One example is [a-s]*, that will match the letters a through s zero or more times.

+ This means one or more times.

One example is [12]+, that will match the number twelve one or more times.

We can also create quantifiers using braces ({}, that is). One example is [14]{1,}, that will match the number fourteen one or more times.

We can also place another number next to the comma. One example is [14]{1,3}, that will match the number fourteen from 1 to three times.

In future articles, we will explore more on saying "no" to the regular expression engine, which is known as negation. For now, I'd like to try something on C# Corner. The next paragraphs will contain programming excercises to help us apply what we have learned, as well as bonus questions. You are welcome to choose which exercises you would like to try. I'd love to see your answers in the comments and we can all have some fun! So, for now, enjoy the exercises and happy coding to you!
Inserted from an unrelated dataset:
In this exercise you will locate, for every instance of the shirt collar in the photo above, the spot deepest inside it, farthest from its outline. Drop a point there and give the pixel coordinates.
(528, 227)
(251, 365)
Exercise 1: Think carefully about this regular expression and describe what it does.

    ([2-4])

Exercise 2: Here's a list of words.

    feel, fail, fall, fruit, free.

    Here is a regular expression.

    f[^r)

    Which words will the regular expression match?

Exercise 3: What is a character class?

Exercise 4: True or false question. The following code is valid C#, when working with regular expressions. If so, explain what it does, including the text inside quotation marks. Hint: You're welcome to search msdn.microsoft.com for this one only.

    var myExpression = new Regex(@"dogs");

Exercise 5: How many times will this regular expression be matched? If any, what will it match? How many groups are in the regular expression, if any?

    (Kevin[2,5})

Exercise 6: What is a group and how do you create one? What are their purposes?

Exercise 7: What are quantifiers and why would you use them?

Exercise 8: Is it a good idea to nest groups in regular expressions?

Exercise 9: Here is a list of words that will be referred to as list one.

    dog, drink, doubt, dogma, drool, desk, disk, dubious, dozen

    Write a regular expression that will match words that contain the letter d. The d must not be followed by an o.

Exercise 10: Write a regular expression that will match the character found in uppercase letters 2 or more times.